Metadata-Version: 2.1
Name: skplumber
Version: 0.4.3.dev0
Summary: A scikit-learn based AutoML tool
Home-page: https://github.com/epeters3/skplumber
Author: Evan Peterson
Author-email: evanpeterson17@gmail.com
License: MIT
Platform: UNKNOWN
Description-Content-Type: text/markdown
Requires-Dist: scikit-learn (>=0.21.3)
Requires-Dist: pandas (>=0.25.3)
Requires-Dist: pytest (>=5.2.4)
Requires-Dist: Cython (==0.29.14)
Requires-Dist: scipy (>=1.3.2)

# skplumber

[![Build Status](https://travis-ci.org/epeters3/skplumber.svg?branch=master)](https://travis-ci.org/epeters3/skplumber)

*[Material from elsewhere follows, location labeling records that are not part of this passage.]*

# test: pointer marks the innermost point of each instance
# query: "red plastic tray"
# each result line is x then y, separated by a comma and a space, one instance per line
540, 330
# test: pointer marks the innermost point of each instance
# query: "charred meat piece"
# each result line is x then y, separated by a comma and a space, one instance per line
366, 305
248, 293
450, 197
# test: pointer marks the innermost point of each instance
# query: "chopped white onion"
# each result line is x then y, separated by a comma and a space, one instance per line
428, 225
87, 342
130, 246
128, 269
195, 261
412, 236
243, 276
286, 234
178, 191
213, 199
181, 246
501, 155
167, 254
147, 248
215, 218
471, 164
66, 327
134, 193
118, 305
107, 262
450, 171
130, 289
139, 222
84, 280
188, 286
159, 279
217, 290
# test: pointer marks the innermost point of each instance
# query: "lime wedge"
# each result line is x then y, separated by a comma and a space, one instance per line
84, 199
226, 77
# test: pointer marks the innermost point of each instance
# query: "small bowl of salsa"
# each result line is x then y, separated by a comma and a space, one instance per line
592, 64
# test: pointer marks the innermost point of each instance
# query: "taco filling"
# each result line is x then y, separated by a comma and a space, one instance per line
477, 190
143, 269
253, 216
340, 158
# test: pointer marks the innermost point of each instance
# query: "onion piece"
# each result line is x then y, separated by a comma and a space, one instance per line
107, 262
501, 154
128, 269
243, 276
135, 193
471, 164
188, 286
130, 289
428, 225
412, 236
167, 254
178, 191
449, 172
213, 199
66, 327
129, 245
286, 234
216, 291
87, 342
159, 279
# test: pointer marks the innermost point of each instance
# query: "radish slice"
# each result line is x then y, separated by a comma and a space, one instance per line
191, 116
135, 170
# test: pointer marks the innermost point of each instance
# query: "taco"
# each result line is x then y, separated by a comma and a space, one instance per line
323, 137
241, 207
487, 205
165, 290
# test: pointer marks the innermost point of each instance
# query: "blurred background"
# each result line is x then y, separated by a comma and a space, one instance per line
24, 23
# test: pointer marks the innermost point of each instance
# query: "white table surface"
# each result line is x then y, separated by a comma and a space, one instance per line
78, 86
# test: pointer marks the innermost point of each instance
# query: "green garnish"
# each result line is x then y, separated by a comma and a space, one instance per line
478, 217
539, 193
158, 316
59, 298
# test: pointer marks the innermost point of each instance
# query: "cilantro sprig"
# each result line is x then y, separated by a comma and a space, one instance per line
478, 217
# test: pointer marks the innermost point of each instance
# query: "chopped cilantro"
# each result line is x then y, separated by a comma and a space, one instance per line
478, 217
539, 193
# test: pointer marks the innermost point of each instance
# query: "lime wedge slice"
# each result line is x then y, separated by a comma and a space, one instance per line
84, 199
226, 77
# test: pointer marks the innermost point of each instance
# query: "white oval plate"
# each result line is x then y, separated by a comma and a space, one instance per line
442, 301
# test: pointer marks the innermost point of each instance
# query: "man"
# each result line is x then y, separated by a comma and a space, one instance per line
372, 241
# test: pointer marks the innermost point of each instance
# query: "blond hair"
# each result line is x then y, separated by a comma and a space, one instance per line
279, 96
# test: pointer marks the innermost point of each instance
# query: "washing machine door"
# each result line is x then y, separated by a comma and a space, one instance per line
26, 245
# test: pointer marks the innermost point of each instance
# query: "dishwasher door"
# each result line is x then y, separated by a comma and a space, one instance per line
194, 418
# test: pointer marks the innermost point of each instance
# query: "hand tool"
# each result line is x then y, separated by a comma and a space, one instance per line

A package for automatically sampling, training, and scoring machine learning pipelines on classification or regression problems. The base constructs (pipelines, primitives, etc.) take heavily from the [Data Driven Discovery of Models (D3M)](https://docs.datadrivendiscovery.org/) core package.

## Getting Started

### Installation

```shell
pip install skplumber
```

### Usage

#### `SKPlumber.crank`

The top-level API of the package is the `SKPlumber` class. You instantiate the class, then use it's `crank` method to perform a search for an optimal machine learning (ML) pipeline, given your input data `x`, and `y` (a `pandas.DataFrame` and `pandas.Series` respectively). Here is an example using the classic iris dataset:

```python
from skplumber import SKPlumber
import pandas as pd
from sklearn.datasets import load_iris

dataset = load_iris()
X = pd.DataFrame(data=dataset["data"], columns=dataset["feature_names"])
y = pd.Series(dataset["target"])

plumber = SKPlumber()
best_pipeline, best_score = plumber.crank(X, y, problem="classification")
print(f"The best cross validated score the model found was: {best_score}")

# To use the best pipeline on unseen data:
predictions = best_pipeline.predict(unseen_X)
```

#### `Pipeline`

The `Pipeline` class is a slightly lower level API for the package that can be used to build, fit, and predict arbitrarily shaped machine learning pipelines. For example, we can create a basic single level stacking pipeline, where the output from predictors are fed into another predictor to ensemble in a learned way:

```python
from skplumber import Pipeline
from skplumber.primitives import transformers, classifiers
import pandas as pd
from sklearn.datasets import load_iris

dataset = load_iris()
X = pd.DataFrame(data=dataset["data"], columns=dataset["feature_names"])
y = pd.Series(dataset["target"])

# A random imputation of missing values step and one hot encoding of
# non-numeric features step are automatically added.
pipeline = Pipeline()
# Preprocess the inputs
pipeline.add_step(transformers["StandardScalerPrimitive"])
# Save the pipeline step index of the preprocessor's outputs
stack_input = pipeline.curr_step_i
# Add three classifiers to the pipeline that all take the
# preprocessor's outputs as inputs
stack_outputs = []
for clf_name in [
    "LinearDiscriminantAnalysisPrimitive",
    "DecisionTreeClassifierPrimitive",
    "KNeighborsClassifierPrimitive"
]:
    pipeline.add_step(classifiers[clf_name], [stack_input])
    stack_outputs.append(pipeline.curr_step_i)
# Add a final classifier that takes the outputs of all the previous
# three classifiers as inputs
pipeline.add_step(classifiers["RandomForestClassifierPrimitive"], stack_outputs)

# Train the pipeline
pipeline.fit(X, y)

# Have fitted pipeline make predictions
pipeline.predict(X)
```

## Package Opinions

- A pipeline's final step must be the step that produces the pipeline's final output.
- All missing values are imputed.
- All columns of type `object` and `category` are one hot encoded.